Now in the second year of field surveys, Koser hasn’t drawn any definitive conclusions. One theory he’s investigating is that winter ticks will fare better with less snow. In particular, when the snowpack melts off earlier, tick eggs and larvae will survive better.

But some of Koser’s scientific peers are looking into alternative hypotheses. One is that drought — made more likely due to climate change — will hit tick populations hard by desiccating eggs and larvae and causing them to die. Perhaps that will counteract positive effects from the loss of snow cover, he said.

The process of looking for winter ticks out in the environment is slow, steady and methodical. Last fall Koser and his collaborators walked over 22 miles a month and found over 7,000 winter ticks. They were most numerous in grassland, but the researchers also found good numbers dwelling in non-willow shrubs and willows.

Five days a week this fall, Koser and Hartlaub are out in places like Buffalo Valley, Pacific Creek, the Gros Ventre River corridor and even near residential areas along the west bank of the Snake River. They walk 16 different 250-meter-long “transects” a day while dragging pieces of cheap synthetic cloth that Koser picked up at Joann Fabric. Their routes are subjective, following game trails that moose would be most likely to walk along. Every few steps they stop to inspect the cloth to see if they picked up one of the tiny nymphal ticks, which are often perched up “questing” on vegetation and waiting to find a host. Although the ticks are truly tiny in the fall, a touch of red gives them away contrasted against the off-white cloth.

There is not much more winter ticks are capable of. They’re not exactly breaking intelligence records.

“Most insects have the ability to take in stuff in their environment and do something about it,” Koser said. “But winter ticks are kind of remarkable. When stuff like this is happening — it’s raining, it’s snowing, it’s windy — they don’t do much. They don’t respond to environmental stimuli.”

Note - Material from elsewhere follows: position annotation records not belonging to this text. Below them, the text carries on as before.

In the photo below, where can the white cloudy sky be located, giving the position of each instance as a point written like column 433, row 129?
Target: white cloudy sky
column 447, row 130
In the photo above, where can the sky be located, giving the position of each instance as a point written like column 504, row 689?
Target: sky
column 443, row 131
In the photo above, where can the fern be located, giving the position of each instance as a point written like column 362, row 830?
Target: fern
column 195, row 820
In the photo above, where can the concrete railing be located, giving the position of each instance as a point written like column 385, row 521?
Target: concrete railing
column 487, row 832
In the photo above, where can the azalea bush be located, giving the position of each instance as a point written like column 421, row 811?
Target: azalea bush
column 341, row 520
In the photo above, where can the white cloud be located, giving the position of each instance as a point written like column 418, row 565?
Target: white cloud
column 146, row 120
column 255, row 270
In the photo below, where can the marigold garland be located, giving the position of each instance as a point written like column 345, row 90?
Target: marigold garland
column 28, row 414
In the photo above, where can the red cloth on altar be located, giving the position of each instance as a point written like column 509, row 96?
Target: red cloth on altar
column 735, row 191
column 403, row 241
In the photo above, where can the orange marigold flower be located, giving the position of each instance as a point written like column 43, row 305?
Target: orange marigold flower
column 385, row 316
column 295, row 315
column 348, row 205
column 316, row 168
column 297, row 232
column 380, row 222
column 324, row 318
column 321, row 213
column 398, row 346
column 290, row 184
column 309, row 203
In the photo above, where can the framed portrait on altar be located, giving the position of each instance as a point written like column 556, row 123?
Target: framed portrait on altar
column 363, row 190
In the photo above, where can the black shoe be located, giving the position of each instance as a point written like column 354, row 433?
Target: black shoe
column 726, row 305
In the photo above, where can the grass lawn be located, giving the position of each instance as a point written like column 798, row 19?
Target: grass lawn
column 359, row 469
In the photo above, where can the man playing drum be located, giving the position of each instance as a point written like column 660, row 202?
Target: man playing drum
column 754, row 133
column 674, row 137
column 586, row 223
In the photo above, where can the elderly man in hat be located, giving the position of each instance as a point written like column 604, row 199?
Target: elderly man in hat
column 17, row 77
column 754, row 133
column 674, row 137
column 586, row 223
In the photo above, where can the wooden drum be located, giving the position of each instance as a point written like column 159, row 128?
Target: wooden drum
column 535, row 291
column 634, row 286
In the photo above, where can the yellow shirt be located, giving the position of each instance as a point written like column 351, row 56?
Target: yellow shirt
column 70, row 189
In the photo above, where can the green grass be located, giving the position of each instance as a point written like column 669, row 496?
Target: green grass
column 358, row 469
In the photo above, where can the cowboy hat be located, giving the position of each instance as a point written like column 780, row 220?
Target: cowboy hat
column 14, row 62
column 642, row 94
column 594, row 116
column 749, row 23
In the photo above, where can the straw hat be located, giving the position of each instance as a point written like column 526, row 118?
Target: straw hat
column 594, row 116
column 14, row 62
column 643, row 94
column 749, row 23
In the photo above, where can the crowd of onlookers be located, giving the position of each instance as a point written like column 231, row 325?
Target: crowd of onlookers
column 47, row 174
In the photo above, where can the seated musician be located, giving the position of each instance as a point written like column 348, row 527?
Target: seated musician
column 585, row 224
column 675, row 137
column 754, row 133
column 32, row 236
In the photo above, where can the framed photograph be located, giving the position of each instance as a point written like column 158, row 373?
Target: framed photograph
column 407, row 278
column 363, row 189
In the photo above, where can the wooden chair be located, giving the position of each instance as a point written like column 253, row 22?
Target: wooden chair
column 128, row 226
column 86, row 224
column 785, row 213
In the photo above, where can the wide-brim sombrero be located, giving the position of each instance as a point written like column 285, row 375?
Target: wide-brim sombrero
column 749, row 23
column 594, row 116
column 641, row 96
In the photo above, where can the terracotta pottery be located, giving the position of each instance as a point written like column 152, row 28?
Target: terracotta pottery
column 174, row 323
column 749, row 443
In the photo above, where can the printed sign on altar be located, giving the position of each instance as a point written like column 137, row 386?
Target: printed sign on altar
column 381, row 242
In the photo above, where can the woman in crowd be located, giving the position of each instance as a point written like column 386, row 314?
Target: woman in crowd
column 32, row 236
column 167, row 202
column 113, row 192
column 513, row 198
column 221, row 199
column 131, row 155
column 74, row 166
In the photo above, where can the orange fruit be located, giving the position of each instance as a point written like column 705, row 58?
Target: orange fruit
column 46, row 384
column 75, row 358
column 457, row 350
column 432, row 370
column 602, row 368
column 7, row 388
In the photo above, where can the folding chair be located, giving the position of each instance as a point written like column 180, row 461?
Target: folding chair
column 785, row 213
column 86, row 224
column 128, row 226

After engorged female ticks shed off their ungulate hosts in the spring, they lay eggs. The larvae are basically dormant for the entire summer, but once deer, elk and moose start rutting the nymph-size parasites are “activated” and find vegetation to cling onto. When they find a host the process restarts.

Koser kind of happened into tick research. He completed his master’s degree in tick collection methods at the University of Georgia. His Ph.D. in Bozeman is funded through the National Climate Adaptation Science Center, which is enabling him to execute the first-ever ecological survey of ticks in the Yellowstone region. Game and Fish and the U.S. Geological Survey’s Northern Rocky Mountain Science Center are also collaborating.

There’s a chance, someday, that Koser’s findings will be able to help out the moose who host the winter ticks he’s studying. His data will give wildlife managers insight into where ticks are most numerous — and likely to become more numerous in the future. Perhaps, he said, that will help managers make decisions about which moose habitats should be prioritized.

Back at the sight of the broken-up tick ball near Pacific Creek, Hartlaub explains how they collect the ticks that make their way onto the drag cloth.

They use NeverHair.com lint rollers.

He grabs an example of one of the old bagged sticky papers from his pack, and there on the glue were nine different winter ticks.

“We had one that had 580 ticks on it,” Hartlaub said. “I get to count these at night. This is my job.”